# Bionic governor



## brainwash1 (Jan 9, 2012)

Does anyone have a recommendation for which governor to use? I haven't tried anything other than mot_hotplug yet. Thanks!

Sent from my DROID BIONIC using Tapatalk


----------



## kryptic17 (Oct 14, 2011)

It's been awhile I think a long time ago I read a post regarding it. I can be wrong but I believe it's pretty much the only governor you wanna use, like the others really aren't of any benefit. I think I used ondemand once for a bit and it actually caused the phone to get really hot. never tested the difference between hotplug and mothotplug though. but the other three I bet dont play nice? lol


----------



## Harpdoc (Aug 3, 2011)

I'd like some more info on this too. I switched to OnDemand yesterday to try to save some battery. Too soon to see if it will helped but I've had my phone lock up twice since.


----------



## Bobster22388 (Oct 8, 2011)

brainwash1 said:


> Does anyone have a recommendation for which governor to use? I haven't tried anything other than mot_hotplug yet.
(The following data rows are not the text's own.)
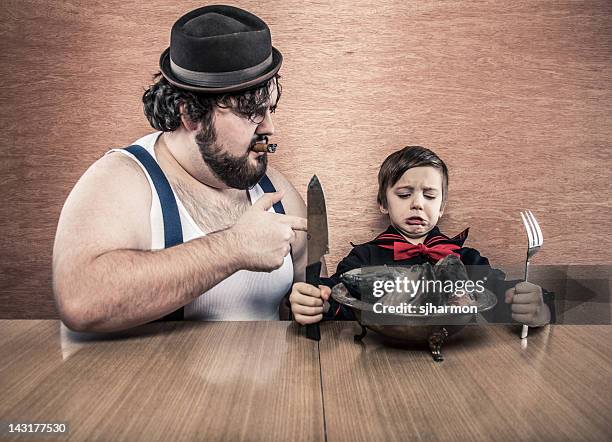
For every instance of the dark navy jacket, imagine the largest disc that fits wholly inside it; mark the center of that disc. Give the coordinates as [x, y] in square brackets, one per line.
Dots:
[371, 253]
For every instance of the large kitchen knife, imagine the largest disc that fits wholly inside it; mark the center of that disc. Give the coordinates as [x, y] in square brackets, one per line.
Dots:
[317, 241]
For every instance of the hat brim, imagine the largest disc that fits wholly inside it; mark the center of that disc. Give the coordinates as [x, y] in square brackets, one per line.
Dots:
[164, 65]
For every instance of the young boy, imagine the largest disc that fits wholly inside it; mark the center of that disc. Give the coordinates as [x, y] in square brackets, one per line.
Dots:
[412, 191]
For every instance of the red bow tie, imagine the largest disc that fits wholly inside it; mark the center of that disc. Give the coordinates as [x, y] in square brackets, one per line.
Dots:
[435, 247]
[406, 250]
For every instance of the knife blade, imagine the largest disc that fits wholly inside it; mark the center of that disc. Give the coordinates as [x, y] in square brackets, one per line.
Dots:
[317, 241]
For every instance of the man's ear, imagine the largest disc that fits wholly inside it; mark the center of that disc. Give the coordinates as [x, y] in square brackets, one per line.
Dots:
[187, 122]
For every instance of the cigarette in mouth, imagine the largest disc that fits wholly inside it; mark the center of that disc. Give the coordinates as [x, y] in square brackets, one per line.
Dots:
[263, 146]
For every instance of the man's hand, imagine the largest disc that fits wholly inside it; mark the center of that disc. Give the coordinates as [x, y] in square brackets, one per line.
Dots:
[527, 304]
[307, 302]
[264, 238]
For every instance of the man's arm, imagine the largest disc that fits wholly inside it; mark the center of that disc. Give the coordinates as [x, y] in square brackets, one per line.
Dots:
[106, 279]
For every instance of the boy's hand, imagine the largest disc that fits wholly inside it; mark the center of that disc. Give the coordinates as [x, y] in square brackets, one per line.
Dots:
[307, 302]
[527, 304]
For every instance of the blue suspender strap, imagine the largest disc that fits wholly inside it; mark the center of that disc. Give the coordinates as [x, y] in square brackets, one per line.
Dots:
[173, 232]
[268, 187]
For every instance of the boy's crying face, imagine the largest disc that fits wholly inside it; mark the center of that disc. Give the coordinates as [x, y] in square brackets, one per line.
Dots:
[414, 203]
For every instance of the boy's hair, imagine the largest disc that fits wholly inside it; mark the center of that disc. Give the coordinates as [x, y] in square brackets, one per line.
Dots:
[396, 164]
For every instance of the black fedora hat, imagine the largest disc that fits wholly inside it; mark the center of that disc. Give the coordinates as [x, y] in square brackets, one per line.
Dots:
[219, 49]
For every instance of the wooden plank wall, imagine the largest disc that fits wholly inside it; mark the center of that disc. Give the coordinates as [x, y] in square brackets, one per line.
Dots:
[514, 95]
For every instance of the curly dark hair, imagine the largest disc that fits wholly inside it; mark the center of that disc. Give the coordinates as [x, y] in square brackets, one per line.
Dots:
[162, 102]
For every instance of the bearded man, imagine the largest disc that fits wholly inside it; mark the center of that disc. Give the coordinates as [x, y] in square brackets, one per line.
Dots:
[188, 222]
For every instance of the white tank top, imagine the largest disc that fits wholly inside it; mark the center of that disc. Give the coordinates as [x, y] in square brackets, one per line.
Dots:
[243, 296]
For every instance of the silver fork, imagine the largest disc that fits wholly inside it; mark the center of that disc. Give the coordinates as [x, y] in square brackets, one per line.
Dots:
[535, 240]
Thanks!
> 
> Sent from my DROID BIONIC using Tapatalk


The only thing I can think of is that is the only governor that worked on a locked boot-loader, like the other ones don't change the cpu in the same way or something.


----------



## Patgt500 (Nov 5, 2011)

Bobster22388 said:


> The only thing I can think of is that is the only governor that worked on a locked boot-loader, like the other ones don't change the cpu in the same way or something.


The D2G has a choice of governor's, so it's not because of a locked bootloader.


----------



## Harpdoc (Aug 3, 2011)

Tekahuna gives a good explanation in post 205: http://rootzwiki.com/topic/14511-opptimizer-project-omap4-overclocking-kernel-modulesofficial-thread/page__st__200


----------